2008-10-29 Thread Jerry Jones

 I can think of two valid reasons to physically segregate the networks:

 1) Insurance. I.e., to eliminate the possibility that otherwise  
 properly configured QoS mechanisms become broken, either by  
 accident, incompetence, or badly-designed or rogue software or  
 hardware - or are otherwise handled carelessly as Jerry Jones  
 suggested. But this is not a compelling argument to me in any but  
 the most critical scenarios such as public-safety applications, etc.

or you wish to eliminate service runs - that is unless they are always  
billable and your customers do not mind you informing them they messed  
up again and that is why they ahd issues. This is ok once or twice but  
some customers just cant control things and IF possible to reduce  
areas where problems could arise why not.

 2) Customer preference. If you need the business, then the customer  
 is always right. You might not have adequate credibility with the  
 customer or influence over the design decision, and if a customer in  
 such a situation gets it in their heads that voice and data can't  
 coexist on wires, then it can't.

True - just refer to my earlier examples. it is definately smarter at  
times to walk away.


 There is a variety of opinions, but no general consensus about where  
 QoS failures typically occur, when they occur.

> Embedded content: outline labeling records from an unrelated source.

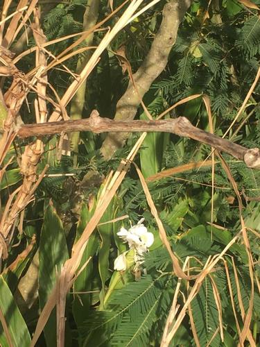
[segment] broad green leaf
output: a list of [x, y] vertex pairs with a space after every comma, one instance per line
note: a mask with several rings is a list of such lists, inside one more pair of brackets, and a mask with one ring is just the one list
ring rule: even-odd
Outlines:
[[241, 12], [243, 7], [236, 0], [227, 0], [227, 12], [229, 16], [234, 16]]
[[[0, 276], [0, 307], [6, 319], [12, 346], [29, 347], [31, 337], [26, 324], [2, 276]], [[9, 346], [1, 324], [0, 324], [0, 345], [2, 347]]]
[[[85, 228], [89, 221], [94, 208], [90, 211], [85, 204], [83, 204], [80, 217], [78, 221], [76, 230], [76, 236], [74, 243], [76, 243], [82, 235]], [[73, 285], [74, 301], [73, 303], [73, 312], [75, 321], [78, 327], [87, 317], [91, 305], [92, 294], [90, 291], [93, 290], [93, 278], [95, 273], [93, 271], [93, 256], [95, 255], [98, 247], [98, 235], [94, 232], [90, 236], [87, 242], [87, 246], [79, 266], [79, 269], [87, 262], [91, 257], [87, 265], [84, 270], [77, 277]]]
[[182, 225], [185, 214], [189, 211], [189, 201], [187, 199], [175, 205], [172, 211], [168, 212], [166, 221], [174, 230], [178, 229]]
[[35, 251], [35, 238], [34, 237], [27, 248], [18, 255], [15, 260], [3, 273], [3, 278], [12, 291], [15, 290], [24, 271], [31, 263]]
[[[149, 105], [148, 110], [153, 109], [153, 105], [158, 103], [161, 96], [157, 96]], [[144, 112], [140, 119], [148, 120]], [[157, 174], [162, 169], [162, 160], [164, 151], [169, 143], [169, 133], [148, 133], [144, 141], [143, 146], [140, 150], [140, 162], [142, 174], [146, 178]]]
[[[39, 301], [41, 310], [56, 282], [57, 274], [68, 257], [62, 221], [55, 209], [49, 206], [44, 213], [39, 246]], [[48, 347], [55, 346], [56, 319], [54, 310], [44, 332]]]
[[[103, 214], [100, 223], [111, 221], [114, 218], [114, 197], [108, 208]], [[113, 235], [113, 223], [109, 223], [98, 226], [98, 230], [101, 238], [101, 244], [98, 253], [98, 271], [102, 282], [102, 290], [100, 294], [101, 308], [103, 307], [105, 294], [105, 282], [109, 278], [109, 255], [111, 245], [111, 237]]]

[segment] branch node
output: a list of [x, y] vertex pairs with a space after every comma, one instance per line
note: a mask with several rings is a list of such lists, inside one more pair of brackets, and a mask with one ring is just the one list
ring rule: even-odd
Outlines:
[[244, 161], [248, 167], [251, 167], [252, 169], [260, 169], [259, 149], [248, 149], [244, 155]]
[[99, 113], [96, 110], [93, 110], [89, 116], [89, 126], [93, 133], [99, 133], [99, 128], [102, 121]]

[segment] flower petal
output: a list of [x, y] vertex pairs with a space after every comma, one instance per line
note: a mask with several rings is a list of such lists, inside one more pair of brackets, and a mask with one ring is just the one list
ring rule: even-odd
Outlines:
[[117, 271], [124, 271], [126, 270], [125, 252], [120, 254], [114, 262], [114, 269]]
[[128, 235], [125, 237], [125, 240], [128, 242], [128, 246], [130, 248], [138, 247], [141, 244], [139, 237], [130, 232], [128, 232]]
[[135, 234], [138, 236], [141, 236], [147, 232], [147, 228], [143, 224], [136, 225], [129, 229], [129, 232]]
[[155, 237], [152, 232], [146, 232], [140, 236], [140, 239], [142, 242], [146, 246], [146, 247], [150, 247], [155, 241]]
[[121, 237], [123, 239], [125, 238], [128, 235], [128, 233], [129, 233], [128, 230], [127, 230], [125, 228], [122, 226], [121, 228], [120, 229], [120, 231], [116, 232], [116, 235], [119, 235], [119, 237]]

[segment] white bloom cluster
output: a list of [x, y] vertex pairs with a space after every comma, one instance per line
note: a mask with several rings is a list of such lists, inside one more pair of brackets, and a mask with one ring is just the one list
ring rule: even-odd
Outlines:
[[[125, 228], [121, 228], [117, 232], [119, 237], [124, 242], [128, 242], [130, 249], [135, 251], [134, 260], [136, 264], [135, 269], [137, 269], [144, 262], [144, 256], [148, 251], [148, 248], [152, 246], [154, 242], [154, 237], [152, 232], [149, 232], [144, 226], [142, 218], [135, 226], [127, 230]], [[114, 269], [118, 271], [123, 271], [126, 269], [125, 255], [128, 251], [119, 255], [114, 260]]]

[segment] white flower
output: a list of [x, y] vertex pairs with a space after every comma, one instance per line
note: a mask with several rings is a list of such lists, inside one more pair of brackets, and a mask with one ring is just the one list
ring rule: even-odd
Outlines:
[[124, 271], [126, 270], [125, 253], [120, 254], [114, 262], [114, 269], [117, 271]]
[[154, 242], [153, 234], [149, 232], [142, 223], [144, 220], [141, 219], [137, 224], [131, 226], [128, 230], [121, 228], [117, 232], [120, 238], [128, 243], [129, 248], [135, 249], [140, 255], [146, 253]]

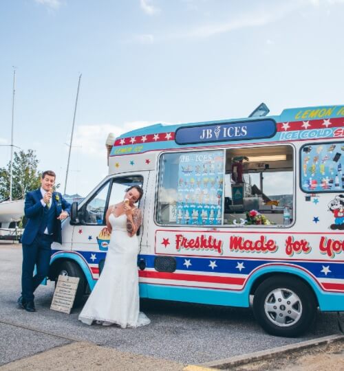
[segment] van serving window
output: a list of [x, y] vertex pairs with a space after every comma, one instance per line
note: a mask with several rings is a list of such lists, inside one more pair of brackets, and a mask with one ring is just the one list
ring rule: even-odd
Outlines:
[[164, 153], [155, 220], [165, 225], [290, 226], [290, 145]]
[[178, 144], [270, 138], [276, 133], [272, 119], [222, 122], [202, 126], [181, 127], [175, 131]]

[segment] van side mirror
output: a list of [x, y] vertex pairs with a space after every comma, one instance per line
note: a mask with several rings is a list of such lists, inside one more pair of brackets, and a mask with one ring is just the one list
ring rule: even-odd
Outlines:
[[78, 224], [79, 220], [78, 218], [78, 203], [74, 201], [72, 204], [72, 207], [70, 208], [70, 223], [72, 225]]

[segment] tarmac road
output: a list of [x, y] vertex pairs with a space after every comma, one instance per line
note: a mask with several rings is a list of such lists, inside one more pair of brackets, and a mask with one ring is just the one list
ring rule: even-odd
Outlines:
[[30, 313], [16, 306], [20, 293], [21, 247], [17, 244], [0, 244], [0, 337], [3, 339], [0, 366], [47, 350], [54, 352], [60, 346], [67, 348], [56, 349], [80, 346], [89, 357], [94, 355], [93, 359], [96, 359], [100, 351], [94, 349], [98, 345], [101, 346], [98, 350], [111, 349], [122, 357], [141, 355], [148, 356], [144, 359], [151, 362], [151, 357], [162, 360], [165, 367], [161, 370], [181, 370], [182, 365], [210, 362], [338, 333], [335, 313], [319, 313], [308, 333], [289, 339], [265, 333], [250, 309], [156, 300], [141, 303], [141, 310], [151, 320], [148, 326], [124, 330], [87, 326], [78, 321], [80, 308], [69, 315], [50, 309], [52, 282], [37, 289], [37, 312]]

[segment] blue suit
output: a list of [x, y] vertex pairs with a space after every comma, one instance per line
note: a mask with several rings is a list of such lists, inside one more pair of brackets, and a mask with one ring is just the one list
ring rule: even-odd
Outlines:
[[[39, 189], [28, 192], [25, 199], [24, 213], [28, 220], [21, 238], [21, 295], [25, 302], [33, 302], [34, 291], [48, 274], [52, 243], [62, 243], [61, 222], [57, 217], [63, 210], [70, 214], [71, 205], [60, 193], [52, 193], [50, 207], [42, 205], [42, 199]], [[33, 277], [35, 265], [36, 274]]]

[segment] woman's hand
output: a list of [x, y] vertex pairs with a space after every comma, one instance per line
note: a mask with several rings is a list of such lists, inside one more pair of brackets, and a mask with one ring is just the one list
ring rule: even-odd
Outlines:
[[132, 216], [133, 215], [133, 209], [126, 203], [123, 205], [123, 210], [127, 215], [127, 216]]

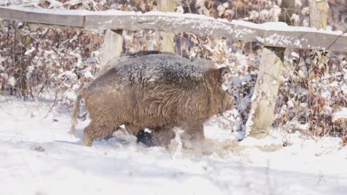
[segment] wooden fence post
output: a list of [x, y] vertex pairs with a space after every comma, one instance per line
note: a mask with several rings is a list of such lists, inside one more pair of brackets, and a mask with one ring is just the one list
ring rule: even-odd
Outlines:
[[100, 60], [100, 69], [115, 57], [119, 56], [123, 51], [122, 30], [106, 30], [102, 44], [102, 53]]
[[[174, 0], [157, 0], [158, 11], [163, 12], [174, 12]], [[162, 39], [160, 38], [162, 37]], [[159, 32], [159, 43], [162, 51], [175, 53], [175, 34], [164, 32]]]
[[[294, 13], [294, 0], [284, 0], [279, 20], [293, 25], [290, 18]], [[251, 113], [246, 124], [251, 136], [263, 138], [269, 134], [274, 116], [283, 58], [286, 48], [264, 47], [259, 62], [259, 70], [254, 93], [252, 96]]]
[[264, 47], [252, 97], [252, 108], [247, 121], [250, 135], [263, 138], [269, 134], [281, 84], [285, 48]]

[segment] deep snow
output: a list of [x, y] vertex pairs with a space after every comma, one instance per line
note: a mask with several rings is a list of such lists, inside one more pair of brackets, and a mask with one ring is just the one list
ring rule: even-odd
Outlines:
[[[0, 194], [345, 194], [347, 147], [338, 138], [273, 130], [234, 141], [205, 127], [204, 155], [112, 138], [81, 145], [52, 102], [0, 96]], [[80, 122], [80, 134], [88, 124]], [[283, 147], [284, 142], [288, 145]]]

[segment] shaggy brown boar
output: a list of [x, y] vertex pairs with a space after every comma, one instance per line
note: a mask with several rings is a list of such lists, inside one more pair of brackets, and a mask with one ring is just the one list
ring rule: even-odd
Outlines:
[[[170, 139], [175, 137], [172, 128], [179, 127], [185, 130], [183, 140], [201, 140], [204, 139], [203, 123], [232, 108], [231, 97], [222, 88], [227, 68], [168, 54], [123, 59], [111, 60], [108, 69], [78, 96], [72, 131], [74, 133], [84, 97], [91, 119], [84, 129], [85, 145], [91, 146], [122, 124], [134, 135], [148, 128], [154, 136], [163, 134]], [[159, 136], [158, 145], [169, 143], [170, 139]]]

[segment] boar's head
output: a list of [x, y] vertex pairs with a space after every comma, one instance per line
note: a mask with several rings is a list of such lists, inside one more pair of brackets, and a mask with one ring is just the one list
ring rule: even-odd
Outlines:
[[232, 98], [222, 87], [229, 68], [210, 68], [206, 72], [206, 81], [212, 92], [212, 106], [215, 112], [220, 113], [232, 108]]

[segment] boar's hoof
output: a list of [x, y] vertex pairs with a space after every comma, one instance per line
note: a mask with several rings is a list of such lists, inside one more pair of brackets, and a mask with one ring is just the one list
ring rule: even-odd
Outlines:
[[149, 132], [141, 129], [138, 131], [136, 137], [137, 138], [137, 143], [142, 142], [145, 146], [148, 147], [155, 146], [152, 141], [152, 135]]

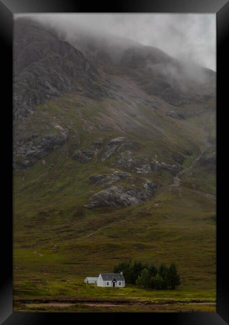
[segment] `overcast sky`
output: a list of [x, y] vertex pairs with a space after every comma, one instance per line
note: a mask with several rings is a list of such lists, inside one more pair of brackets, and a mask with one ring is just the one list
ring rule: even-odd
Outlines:
[[[215, 14], [33, 14], [72, 32], [79, 24], [156, 46], [179, 59], [216, 70]], [[25, 14], [15, 15], [24, 16]], [[26, 15], [27, 16], [27, 15]], [[67, 30], [66, 30], [67, 31]]]

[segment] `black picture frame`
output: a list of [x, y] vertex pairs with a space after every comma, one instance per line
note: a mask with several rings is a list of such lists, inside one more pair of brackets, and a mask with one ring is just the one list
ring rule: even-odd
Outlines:
[[[3, 2], [3, 3], [2, 3]], [[5, 176], [4, 200], [2, 206], [6, 208], [2, 213], [1, 254], [1, 284], [0, 287], [0, 323], [32, 325], [51, 324], [60, 322], [71, 324], [76, 322], [94, 322], [100, 318], [110, 322], [130, 322], [128, 313], [116, 313], [111, 317], [110, 313], [23, 313], [12, 312], [12, 74], [13, 14], [23, 12], [179, 12], [214, 13], [216, 15], [216, 66], [217, 66], [217, 223], [216, 260], [217, 294], [216, 312], [192, 313], [134, 313], [134, 320], [142, 320], [142, 317], [154, 324], [166, 322], [171, 324], [191, 325], [199, 324], [223, 325], [229, 322], [228, 272], [226, 262], [228, 260], [227, 220], [227, 193], [222, 190], [224, 172], [227, 170], [227, 147], [222, 144], [226, 138], [226, 119], [224, 112], [226, 110], [228, 92], [228, 58], [226, 49], [229, 30], [229, 2], [226, 0], [141, 0], [116, 1], [114, 3], [95, 2], [92, 4], [86, 2], [62, 1], [62, 0], [5, 0], [0, 2], [0, 40], [1, 42], [2, 67], [6, 68], [1, 74], [4, 88], [1, 94], [2, 121], [6, 119], [7, 128], [2, 134], [3, 160]], [[228, 42], [227, 42], [228, 41]], [[225, 80], [225, 82], [224, 82]], [[7, 140], [7, 141], [6, 140]], [[220, 154], [222, 155], [220, 155]], [[6, 158], [7, 157], [8, 159]], [[225, 157], [226, 158], [226, 157]], [[3, 187], [4, 186], [4, 188]], [[6, 189], [6, 190], [5, 190]], [[81, 319], [82, 318], [82, 319]]]

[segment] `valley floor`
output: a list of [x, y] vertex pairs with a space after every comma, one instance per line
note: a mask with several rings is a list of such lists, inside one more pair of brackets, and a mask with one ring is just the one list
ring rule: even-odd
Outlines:
[[[180, 288], [175, 290], [144, 290], [134, 286], [100, 288], [72, 281], [74, 296], [14, 296], [14, 312], [216, 312], [216, 292]], [[53, 283], [52, 286], [58, 285]], [[60, 284], [59, 284], [60, 285]]]

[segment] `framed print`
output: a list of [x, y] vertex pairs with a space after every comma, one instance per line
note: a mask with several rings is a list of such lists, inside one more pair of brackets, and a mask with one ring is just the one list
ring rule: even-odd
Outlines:
[[228, 3], [2, 2], [1, 322], [226, 324]]

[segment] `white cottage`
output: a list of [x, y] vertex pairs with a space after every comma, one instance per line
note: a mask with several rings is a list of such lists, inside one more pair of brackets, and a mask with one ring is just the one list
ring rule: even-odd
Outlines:
[[125, 279], [120, 273], [100, 273], [97, 281], [98, 286], [125, 286]]
[[98, 276], [87, 276], [84, 278], [84, 283], [87, 284], [97, 284]]

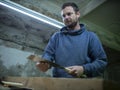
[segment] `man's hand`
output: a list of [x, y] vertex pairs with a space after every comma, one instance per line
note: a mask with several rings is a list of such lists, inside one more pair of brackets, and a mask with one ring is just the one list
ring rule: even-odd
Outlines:
[[46, 72], [50, 68], [50, 64], [47, 62], [37, 62], [36, 66], [42, 71]]
[[84, 68], [82, 66], [70, 66], [66, 68], [70, 69], [68, 73], [73, 76], [79, 77], [84, 73]]

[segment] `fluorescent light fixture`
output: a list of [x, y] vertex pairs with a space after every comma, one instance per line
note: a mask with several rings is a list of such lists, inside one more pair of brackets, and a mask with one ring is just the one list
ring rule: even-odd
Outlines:
[[40, 20], [40, 21], [42, 21], [44, 23], [52, 25], [52, 26], [54, 26], [56, 28], [62, 28], [62, 26], [64, 26], [63, 23], [61, 23], [61, 22], [59, 22], [59, 21], [57, 21], [55, 19], [47, 17], [47, 16], [45, 16], [43, 14], [37, 13], [37, 12], [35, 12], [33, 10], [30, 10], [28, 8], [25, 8], [25, 7], [21, 6], [21, 5], [18, 5], [16, 3], [14, 3], [14, 2], [11, 2], [11, 1], [8, 1], [8, 0], [2, 0], [2, 1], [0, 1], [0, 4], [3, 5], [3, 6], [6, 6], [8, 8], [11, 8], [11, 9], [17, 11], [17, 12], [20, 12], [22, 14], [25, 14], [25, 15], [28, 15], [28, 16], [30, 16], [32, 18]]

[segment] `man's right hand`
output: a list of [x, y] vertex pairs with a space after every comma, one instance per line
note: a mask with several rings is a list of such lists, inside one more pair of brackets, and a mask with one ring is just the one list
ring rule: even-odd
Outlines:
[[46, 72], [50, 68], [50, 64], [47, 62], [37, 62], [36, 66], [42, 71]]

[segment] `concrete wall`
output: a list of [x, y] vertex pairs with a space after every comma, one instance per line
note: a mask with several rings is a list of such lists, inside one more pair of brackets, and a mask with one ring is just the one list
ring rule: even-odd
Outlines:
[[27, 57], [31, 54], [33, 53], [6, 46], [0, 46], [0, 77], [50, 77], [51, 70], [43, 73], [36, 68], [33, 61], [27, 59]]

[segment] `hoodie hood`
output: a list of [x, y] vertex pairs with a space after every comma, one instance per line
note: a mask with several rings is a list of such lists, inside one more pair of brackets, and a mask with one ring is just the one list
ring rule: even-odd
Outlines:
[[85, 26], [84, 24], [80, 24], [80, 29], [79, 30], [68, 30], [68, 28], [65, 26], [63, 27], [60, 32], [63, 34], [69, 34], [69, 35], [79, 35], [82, 32], [85, 31]]

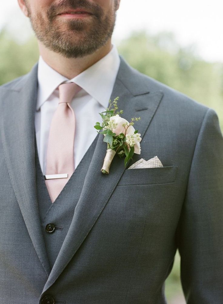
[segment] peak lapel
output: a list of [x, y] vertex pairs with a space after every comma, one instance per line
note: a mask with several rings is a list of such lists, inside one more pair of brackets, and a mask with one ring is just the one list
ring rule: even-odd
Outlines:
[[2, 88], [1, 132], [15, 193], [37, 253], [48, 275], [50, 268], [39, 215], [35, 162], [35, 113], [37, 66], [16, 84]]
[[[136, 73], [121, 61], [111, 99], [119, 97], [119, 109], [123, 110], [124, 115], [122, 116], [127, 120], [132, 117], [141, 116], [139, 129], [143, 136], [163, 94], [160, 92], [149, 94], [148, 81], [146, 82], [147, 88], [142, 84], [140, 79], [138, 79], [139, 76]], [[135, 91], [132, 87], [133, 83]], [[131, 90], [128, 88], [129, 84]], [[72, 223], [43, 292], [53, 284], [78, 249], [107, 203], [125, 170], [124, 158], [121, 159], [116, 155], [109, 174], [103, 174], [101, 172], [107, 148], [103, 139], [103, 135], [99, 135]]]

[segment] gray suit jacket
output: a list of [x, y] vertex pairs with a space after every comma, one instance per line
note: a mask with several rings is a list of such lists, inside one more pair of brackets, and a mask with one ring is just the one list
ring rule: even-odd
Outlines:
[[0, 302], [50, 295], [50, 304], [163, 304], [178, 247], [187, 303], [222, 304], [223, 139], [214, 111], [122, 60], [112, 98], [127, 120], [141, 117], [143, 137], [129, 165], [157, 155], [164, 168], [125, 170], [115, 157], [103, 175], [99, 136], [51, 269], [37, 198], [37, 85], [36, 66], [0, 88]]

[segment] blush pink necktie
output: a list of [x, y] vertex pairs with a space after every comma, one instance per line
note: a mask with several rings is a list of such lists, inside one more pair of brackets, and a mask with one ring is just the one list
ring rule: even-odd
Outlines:
[[74, 113], [70, 103], [81, 88], [73, 83], [59, 86], [59, 100], [51, 123], [46, 159], [47, 188], [54, 202], [74, 170]]

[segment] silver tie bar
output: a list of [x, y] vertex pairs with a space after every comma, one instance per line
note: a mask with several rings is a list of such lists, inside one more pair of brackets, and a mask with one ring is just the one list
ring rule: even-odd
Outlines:
[[44, 179], [56, 179], [57, 178], [67, 178], [68, 174], [52, 174], [51, 175], [44, 175]]

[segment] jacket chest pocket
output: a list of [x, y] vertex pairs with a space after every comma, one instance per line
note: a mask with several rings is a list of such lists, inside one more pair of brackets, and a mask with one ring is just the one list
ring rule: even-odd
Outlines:
[[173, 183], [176, 179], [178, 168], [177, 166], [172, 166], [161, 168], [127, 169], [117, 186]]

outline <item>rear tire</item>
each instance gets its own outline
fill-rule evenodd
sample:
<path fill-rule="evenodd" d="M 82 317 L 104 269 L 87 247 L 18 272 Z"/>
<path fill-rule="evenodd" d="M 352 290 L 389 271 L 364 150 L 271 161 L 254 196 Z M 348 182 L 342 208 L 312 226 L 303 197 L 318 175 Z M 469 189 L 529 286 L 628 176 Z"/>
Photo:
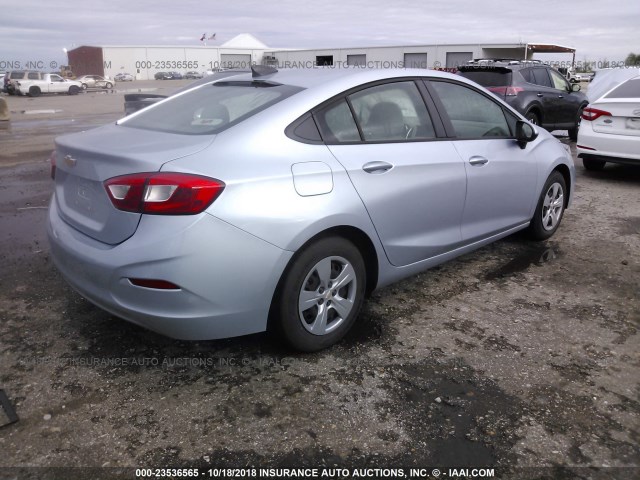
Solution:
<path fill-rule="evenodd" d="M 272 308 L 272 324 L 291 347 L 315 352 L 340 341 L 364 301 L 366 271 L 360 251 L 341 237 L 326 237 L 296 254 Z"/>
<path fill-rule="evenodd" d="M 536 212 L 529 224 L 529 236 L 534 240 L 546 240 L 551 237 L 562 221 L 565 207 L 567 184 L 558 171 L 547 178 L 538 199 Z"/>
<path fill-rule="evenodd" d="M 592 171 L 600 171 L 604 168 L 605 165 L 604 160 L 596 160 L 594 158 L 583 158 L 582 159 L 582 165 L 584 165 L 584 168 L 586 170 L 592 170 Z"/>

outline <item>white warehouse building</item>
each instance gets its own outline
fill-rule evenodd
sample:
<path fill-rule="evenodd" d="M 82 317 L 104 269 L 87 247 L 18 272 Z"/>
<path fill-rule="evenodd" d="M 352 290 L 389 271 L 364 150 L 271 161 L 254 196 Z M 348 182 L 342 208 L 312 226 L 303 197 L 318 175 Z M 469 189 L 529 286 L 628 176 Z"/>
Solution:
<path fill-rule="evenodd" d="M 131 73 L 138 80 L 158 72 L 217 71 L 267 64 L 278 68 L 433 68 L 455 69 L 471 59 L 530 59 L 534 53 L 571 53 L 575 49 L 542 43 L 485 43 L 401 45 L 383 47 L 272 49 L 244 33 L 219 46 L 105 45 L 70 50 L 69 66 L 75 75 Z"/>

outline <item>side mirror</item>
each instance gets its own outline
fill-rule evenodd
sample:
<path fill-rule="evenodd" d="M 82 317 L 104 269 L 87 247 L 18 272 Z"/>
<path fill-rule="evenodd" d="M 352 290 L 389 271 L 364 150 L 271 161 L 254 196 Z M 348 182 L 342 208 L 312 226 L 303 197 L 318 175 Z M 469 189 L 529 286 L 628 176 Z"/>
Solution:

 I'm wondering if anyone has anyone has ever experienced QoS issues  
 caused by contemporary Polycom phones like IP330s that had  
 workstations hanging off their builtin switches? If you did, were  
 you able to identify the cause, and was it due to any inherent  
 failure of the phone, such as not marking packets or prioritizing  
 dispatch correctly?

No. Well other than the port going dead or flaky. But the switch had  
best be up to the task. I find in installs where customer is looking  
for inexpensive phones, they tend to want very inexpensive - and  
normally unmanaged switches. I will not install an unmanaged switch  
for other than a residential install.

Plus even in fairly large installs where they are hitting an ITSP and  
traversing say a Watchguard firewall, the firewall will honor marked  
packets but cannot itself run diffserv and apply a tag. In this case  
the users pc's are in total control and all that corporate data and  
voip gets to compete with users streaming music et al to their desktops.

In this case unless there is a local voip server even their inside  
calls will suffer. But the proper solution is to always have a  
firewall/router than can properly dispatch the packets to the WAN.  
Have a couple Juniper firewalls I hope to try in a couple weeks to see  
how they perform.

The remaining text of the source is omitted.